1) Seeing data marked up in a standard can make it a lot easier to figure out how to implement that standard yourself. It is difficult to see if you are interpreting the standard correctly, and you sometimes find mistakes inthe examples like the one listed above.
For instance, I saw an example where the Datum was recorded as "epsg:4326". I understood that it should be interpreted as "WGS84". But, I did not expect that Datum would appear in that form, and I would not have written a parser to recognize that.
In regards to RDF/OWL, having a sample data set allows you to see if you can ask the questions that you want to.
These were the reason's why I was looking for some sample data a while back.

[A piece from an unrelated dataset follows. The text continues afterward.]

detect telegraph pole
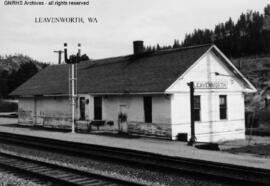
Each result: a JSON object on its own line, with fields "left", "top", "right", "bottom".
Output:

For data that is going to be used in triple stores and used with SPARQL, it seems best to replace literals with URI's as much as possible. The system seems faster, and more predictable. It appears the system finds a long but standard URI, preferable to a string of characters. This make sense if you think about how this is stored, but it is the opposite of how most people think.
I am a little concerned about adopting a standard which people have not actually tried to work with.
2) It might be advantageous to split out some parts to speed this up.
If we could come up with a proposed representation for location, it would not be too difficult to generate some sample data sets that people could then test.
In the testing phase, we should see if there are any problems with the standard, and what kinds of errors people make when trying to produce records that comply with the standards.
Also, we might solicit feedback from some of the other people in the Semantic Web community. This might help improve the location standard and improve the chances that it might get more widely adopted.
Finally, we produce example code in several different programming languages and environments that demonstrates how to produce the location markup. For instance, code that creates location records in Ruby on Rails, Python, Java, maybe even FileMaker. That code could then be added as libraries for each of those languages.
If we have a standard table format for location, then the data can be output in a number of different formats including variations of OWL/RDF based on different ontologies.
Maybe something like:
Simple RDF - with ontology (data mixes easily with other data sets) OWL/RDF - with DL ontology (may only work with DarwinCore Data) OWL/RDF - experimental ontology (things that people would like to try without complete ratification)
- Pete
On Sun, May 17, 2009 at 4:46 AM, Richard Pyle deepreef@bishopmuseum.orgwrote:
I had said:
So, the point is, there are MANY MANY aspects of ZooBank that are known to be non-functional, or mis-functional, and (as in this case) there are many opportunities for users to enter information incorrectly or into the wrong fields (the doi obviously should have been in the identifier field; not the URL field).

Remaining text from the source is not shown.